Governing the operating temperature of every semiconductor device is its bandgap. The thermally generated carriers - referred to as the intrinsic concentration in physics text books - depend on the energy bandgap in an exponential relation, causing the increase of conductivity to rise exponentially with temperature.

Due to this relationship between the bandgap, the temperature and the conductivity, SiC is far better than silicon at handling the heat. SiC is blessed with a bandgap of 3.2 eV, compared with just 1.12 eV for silicon. Thanks to a tripling of the bandgap, devices made from SiC can operate at up to at least 800 °C, compared with around just 200 °C for silicon.
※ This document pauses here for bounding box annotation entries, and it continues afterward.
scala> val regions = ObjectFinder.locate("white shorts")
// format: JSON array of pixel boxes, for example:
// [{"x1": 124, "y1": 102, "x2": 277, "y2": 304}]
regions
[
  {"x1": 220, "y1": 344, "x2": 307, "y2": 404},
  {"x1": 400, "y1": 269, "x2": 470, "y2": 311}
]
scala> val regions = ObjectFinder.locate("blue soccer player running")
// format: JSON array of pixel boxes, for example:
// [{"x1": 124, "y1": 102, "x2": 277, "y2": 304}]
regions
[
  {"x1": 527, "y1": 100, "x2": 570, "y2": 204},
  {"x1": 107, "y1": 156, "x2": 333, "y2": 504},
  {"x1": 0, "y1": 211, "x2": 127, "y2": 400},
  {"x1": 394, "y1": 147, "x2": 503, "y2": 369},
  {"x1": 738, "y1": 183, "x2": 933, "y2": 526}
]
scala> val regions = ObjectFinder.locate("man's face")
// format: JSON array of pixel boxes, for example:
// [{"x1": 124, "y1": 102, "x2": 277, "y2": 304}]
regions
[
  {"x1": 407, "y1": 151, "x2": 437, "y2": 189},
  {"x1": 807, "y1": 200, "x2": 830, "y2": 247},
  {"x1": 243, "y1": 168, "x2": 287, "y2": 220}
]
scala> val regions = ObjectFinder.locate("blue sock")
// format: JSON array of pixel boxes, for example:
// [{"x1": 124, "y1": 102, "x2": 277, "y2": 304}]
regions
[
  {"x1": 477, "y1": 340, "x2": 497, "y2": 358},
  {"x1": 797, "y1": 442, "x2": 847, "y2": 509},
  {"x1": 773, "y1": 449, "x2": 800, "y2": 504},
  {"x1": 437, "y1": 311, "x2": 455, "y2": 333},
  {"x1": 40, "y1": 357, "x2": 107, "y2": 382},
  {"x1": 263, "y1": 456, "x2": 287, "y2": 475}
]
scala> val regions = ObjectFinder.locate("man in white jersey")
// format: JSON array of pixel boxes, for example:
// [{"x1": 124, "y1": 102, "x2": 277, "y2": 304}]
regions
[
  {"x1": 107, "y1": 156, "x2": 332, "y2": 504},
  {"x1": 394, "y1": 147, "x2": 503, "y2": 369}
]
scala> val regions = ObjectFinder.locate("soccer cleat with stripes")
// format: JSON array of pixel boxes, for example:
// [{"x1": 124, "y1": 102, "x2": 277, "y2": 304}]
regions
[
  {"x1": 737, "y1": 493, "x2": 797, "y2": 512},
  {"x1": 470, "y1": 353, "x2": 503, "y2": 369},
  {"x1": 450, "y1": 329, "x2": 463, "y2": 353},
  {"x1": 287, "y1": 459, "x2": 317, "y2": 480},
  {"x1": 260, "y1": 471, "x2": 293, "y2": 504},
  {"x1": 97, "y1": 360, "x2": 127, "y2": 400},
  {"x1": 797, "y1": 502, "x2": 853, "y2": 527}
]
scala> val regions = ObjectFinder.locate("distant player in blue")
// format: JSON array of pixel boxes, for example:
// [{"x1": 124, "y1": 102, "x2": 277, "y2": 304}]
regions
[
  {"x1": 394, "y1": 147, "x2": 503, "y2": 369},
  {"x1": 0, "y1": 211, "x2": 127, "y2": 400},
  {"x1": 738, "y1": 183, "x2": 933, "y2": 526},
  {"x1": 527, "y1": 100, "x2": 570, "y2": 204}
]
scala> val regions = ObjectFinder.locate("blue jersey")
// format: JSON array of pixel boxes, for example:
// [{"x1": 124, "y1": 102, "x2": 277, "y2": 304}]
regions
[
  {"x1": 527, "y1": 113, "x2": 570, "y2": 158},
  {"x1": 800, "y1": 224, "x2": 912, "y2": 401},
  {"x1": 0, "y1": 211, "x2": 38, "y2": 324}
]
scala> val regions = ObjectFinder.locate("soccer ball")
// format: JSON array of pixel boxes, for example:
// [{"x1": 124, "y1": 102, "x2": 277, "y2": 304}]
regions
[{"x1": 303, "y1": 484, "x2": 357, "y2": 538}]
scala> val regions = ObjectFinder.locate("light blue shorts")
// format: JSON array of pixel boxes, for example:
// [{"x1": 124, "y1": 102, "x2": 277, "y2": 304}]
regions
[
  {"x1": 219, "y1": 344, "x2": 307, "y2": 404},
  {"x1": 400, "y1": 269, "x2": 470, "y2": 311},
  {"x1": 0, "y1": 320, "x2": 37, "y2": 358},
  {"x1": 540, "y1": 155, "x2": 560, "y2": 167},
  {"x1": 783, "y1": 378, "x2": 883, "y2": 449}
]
What's more, the wider bandgap reduces sensitivity to radiation damage.

Right now, sales of SiC devices are ramping fast, with SiC MOSFET switches and power Schottky diodes winning substantial sales, thanks to their capability to operate at high voltages with low on-state and switching losses. Compared with incumbent silicon devices, those made from SiC benefit from a critical field for breakdown that is almost ten times higher, allowing the device's blocking region to be ten times thinner and have almost a hundred times higher doping. The upshot of these attributes is that, for the same blocking voltage, SiC devices have an on-resistance that is 200 to 400 times lower than their silicon siblings. Many manufacturers are offering SiC diodes and transistors rated between 600 V and 3300 V, which are being deployed in power supplies and electric vehicles.